The Identity Trap: A Story of Ideas and Power in Our Time by Yascha Mounk

Author:  Yascha Mounk

The cover to The Identity Trap: A Story of Ideas and Power in Our Time by Yascha MounkNew York. Penguin Press. 2023. 416 pages.

German American political scientist and founder of the publication Persuasion, Yascha Mounk’s steady rise to fame and presence in public debate was accelerated in 2022 when President Obama included his fourth book as one of his summer reading picks. Mounk has now published his fifth, The Identity Trap, which is perhaps his most urgent one yet. 

It is not new to voice criticism of what is frequently aggregated under the label “wokeism.” In recent years, however, there has been a rise in book-length scrutiny of this ideology, much of it originating from the political left. The Identity Trap is a noteworthy addition to this growing tradition. Like many of the other authors, Mounk too struggles with the term “wokeism,” which has amassed a negative connotation for many. He instead suggests the label “identity syntheses,” which his book argues is a trap both for individuals and society as a whole.

Importantly, Mounk stresses, wokeism does not exhaust itself in insisting that racial inequalities and racism are still pressing issues, or that past racial, gender, or sexual identity–based injustices have lasting structural and cultural consequences today. Rather, it transgresses this legitimate assessment by making the following claims: (1) Above all else, group identities like race, gender, and sexual orientation are pivotal to directing and interpreting human action, such that individuals from different identity groups can never truly understand each other (a position called “standpoint theory”); (2) “Universal values and neutral rules merely serve to obscure the ways in which privileged groups dominate those that are marginalized.” So, to build a just world, both interpersonal treatment and public policy must “depend on the identity group to which you belong.”

In making these additional claims, wokeism explicitly diverges from both the liberal tradition of Western democracies (“liberal” in the traditional philosophical sense, centered around universalism before the law) and also from the ideals of much of the civil rights movement, certainly from those of Martin Luther King Jr. 
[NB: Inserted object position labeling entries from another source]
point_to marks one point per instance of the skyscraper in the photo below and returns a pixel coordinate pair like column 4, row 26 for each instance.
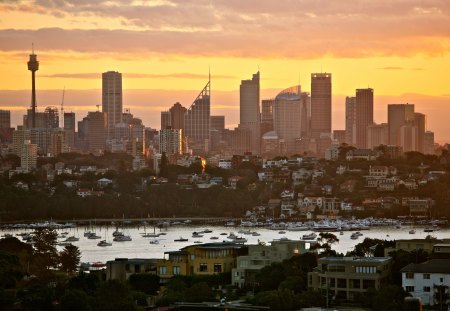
column 33, row 66
column 287, row 117
column 350, row 120
column 320, row 104
column 250, row 117
column 165, row 120
column 398, row 115
column 197, row 122
column 177, row 112
column 5, row 119
column 364, row 115
column 419, row 122
column 112, row 100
The Identity Trap makes at least two significant contributions to the current debate. The first is clarifying the intellectual genesis of wokeism. Here, Mounk underlines that some proponents of the original ideologies that have fed into the identity synthesis—notably postmodernism, postcolonialism, and critical race theory—would be or have been critical of how some of their ideas were adapted. The second is advancing a clear and philosophically liberal critique of wokeism that people in the vicinity of the identity synthesis might be more amenable to than some of the more combative cases put forward previously. Unlike commentators like John McWhorter in Woke Racism, or Vivek Ramaswamy in Woke, Inc., Mounk abstains from emphasizing criticism along psychological, economic, or power motivations of the individual adherer. 

Throughout his book, Mounk’s fundamental point of objection is instead directed toward the claim that racism—and hatred of other immutable identity markers—can never be overcome. He fears that a worldview insisting on the inescapable centrality of race, gender, and sexuality is bound not only to make us less happy and less free but also to hurt the very cause that the identity syntheses champions. Mounk argues that it was precisely the vehement and uncompromising insistence on human liberties’ universal applicability to all races, genders, and sexualities, by the civil rights movement, by women and gay rights activists, that made the last century’s enormous improvements possible. Celebrating this irrefutable progress does not negate the persistence of injustices along the same fault lines. But diminishing or denying it would be counterproductive, historically wrong, and itself an injustice to past lives that suffered unfathomable cruelties. 

Mounk proves unrelenting in his conviction that society is better than the proponents of the identity synthesis claim it is or could be. In remembering that significant progress is possible, and continuing the unwavering defense of precisely what the identity synthesis breaks with—universal liberal principles—we stand to make further progress still. But in order to come together and devise strategies that have both impact and wide societal backing, we need to be able to freely exchange our views. Free speech, however, has been under threat from both ends of the political spectrum. Woke cancel culture has perpetrated a number of injustices, contributed to societal polarization, and limited our ability to improve on complex issues including race, gender, and sexuality-based discrimination. Claiming the moral high ground and pushing for supposedly obvious solutions to complex problems while closing debate on alternative means under threat of slander is not a promising strategy for a free and diverse society. 

Mounk’s book is emotionally difficult to read at times, particularly when following examples of well-intentioned woke policy or principles having the opposite effect—progressive school segregation, racial preference in access to first Covid vaccines, or a young student getting shamed and accused of cultural appropriation because she was deemed not “Asian enough.” He discusses rational flaws in premises as well as reasons for why such action is morally wrong. By way of example, he shows how explicit racial preference can have negative effects even on the minority it aims to support.

It remains to be hoped that The Identity Trap will find its way into widely diverse sets of hands, enabling both the college freshman and the CEO to openly back any truly liberal position. It marks an important contribution to the understanding of wokeism as well as to mounting the liberal defense against it, illuminating many of its threats—not the least of which is being the push to Donald Trump’s pull.